At the corner, you find Gindelle tucked inside her sleeping bag below the awning, with its messy patchwork of silver duct tape. She has a takeout coffee cup between her hands, is wearing the grey toque you gave her three weeks ago.
She smiles broadly, her lap wrapped in a skirt made of a rubber doormat. Gindelle is so beguiling, you think, bowing to her as you approach from the sidewalk.
She scans your too-trimmed bearded face.
“Pretty eyes, Red,” she says and squints to get a better look at your face as you approach. “You look like a grey wolf,” Gindelle laughs. “Missed you.”
Whi
le you unroll your sleeping bag, she gestures up.
“Cold and clear tonight,” she says. “On the farm at night you could see the Milky Way like a giant, hazy pinwheel. Sometimes even Mars, outshining all the stars.”
“Ever want to visit?”
“Me and a bunch of little green men?” she says, tucking her arms back inside her bag. “I’m good here.”
“Commute would kill me.” You wink. Looking over at Gindelle you think no place more strange and remote than now. If you can just figure out how to stay.
A bitter wind tonight and Gindelle yearns, not for the single-room hotel further east, for thin sheets lined with bed bugs, but for this faded awning sheltering her from the tattered edges of night. Only when freezing to death is her only option will Gindelle finally relinquish her throne, she says. In the shelter, she claims she’s nothing but a sad old woman with ghoulish teeth.
When you shake out the dirt from your bag and crawl inside, Gindelle gestures for you to slide up closer. Hip to hip, you trade heat, and she throws her cape around your shoulders, to stifle the chill threading up your spines. You resolve to find Gindelle another coat, something with satin lining and puffy sleeves, tell her a box went missing off the loading bay at the shopping mall.
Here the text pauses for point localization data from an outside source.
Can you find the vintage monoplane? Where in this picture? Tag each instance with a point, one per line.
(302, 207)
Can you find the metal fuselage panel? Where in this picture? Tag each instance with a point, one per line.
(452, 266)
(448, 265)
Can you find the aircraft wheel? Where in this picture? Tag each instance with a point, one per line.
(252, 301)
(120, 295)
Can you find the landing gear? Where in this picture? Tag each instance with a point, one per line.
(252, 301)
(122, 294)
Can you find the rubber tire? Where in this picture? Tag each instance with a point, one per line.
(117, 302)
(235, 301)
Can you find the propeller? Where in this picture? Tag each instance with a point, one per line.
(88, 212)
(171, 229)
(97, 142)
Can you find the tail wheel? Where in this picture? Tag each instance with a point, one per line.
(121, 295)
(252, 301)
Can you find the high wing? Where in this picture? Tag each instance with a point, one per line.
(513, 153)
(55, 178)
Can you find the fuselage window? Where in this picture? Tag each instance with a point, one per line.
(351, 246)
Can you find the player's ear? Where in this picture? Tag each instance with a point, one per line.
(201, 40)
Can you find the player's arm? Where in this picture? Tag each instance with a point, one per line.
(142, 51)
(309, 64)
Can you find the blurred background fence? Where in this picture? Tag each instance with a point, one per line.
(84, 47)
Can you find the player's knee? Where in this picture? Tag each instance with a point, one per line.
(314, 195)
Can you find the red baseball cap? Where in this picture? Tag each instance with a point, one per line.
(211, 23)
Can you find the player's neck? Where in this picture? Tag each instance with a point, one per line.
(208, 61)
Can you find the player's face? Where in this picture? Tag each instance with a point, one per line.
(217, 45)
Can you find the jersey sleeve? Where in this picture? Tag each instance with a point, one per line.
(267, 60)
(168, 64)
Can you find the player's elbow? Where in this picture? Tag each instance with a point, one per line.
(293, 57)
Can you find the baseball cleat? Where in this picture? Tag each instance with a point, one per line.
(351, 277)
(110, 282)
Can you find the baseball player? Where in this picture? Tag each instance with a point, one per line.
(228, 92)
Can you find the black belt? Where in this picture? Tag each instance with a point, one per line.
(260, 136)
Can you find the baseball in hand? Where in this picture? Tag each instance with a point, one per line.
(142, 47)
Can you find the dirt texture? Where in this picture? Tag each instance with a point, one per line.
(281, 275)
Gindelle’s bony fingers find your wrist and squeeze. You pet her arm. There isn’t enough time, you think. Already Saturday excuses are wearing thin. Jemma needs more of you. Last night you held her hair back while she was hugging the toilet over the smell of raw chicken.
You watch Gindelle sway quietly, her legs tucked up close to yours, then she tips sideways against you. Her rattling breath against your thick-bearded chin is a force keeping you fixed to the ground. Feeling Gindelle’s tired body against yours steals your next breath, makes you believe in this moment you can keep the world safe.
Gindelle starts to breathe heavy, a cough caught deep in her chest. She sighs and her whole body relaxes again.
You want to ask her about thresholds. Last chances. Where life begins. You would offer all the gold coins in your purse, pull the secrets from every locked drawer.
“Red,” she says, “I’m tired,” and falls asleep in your arms.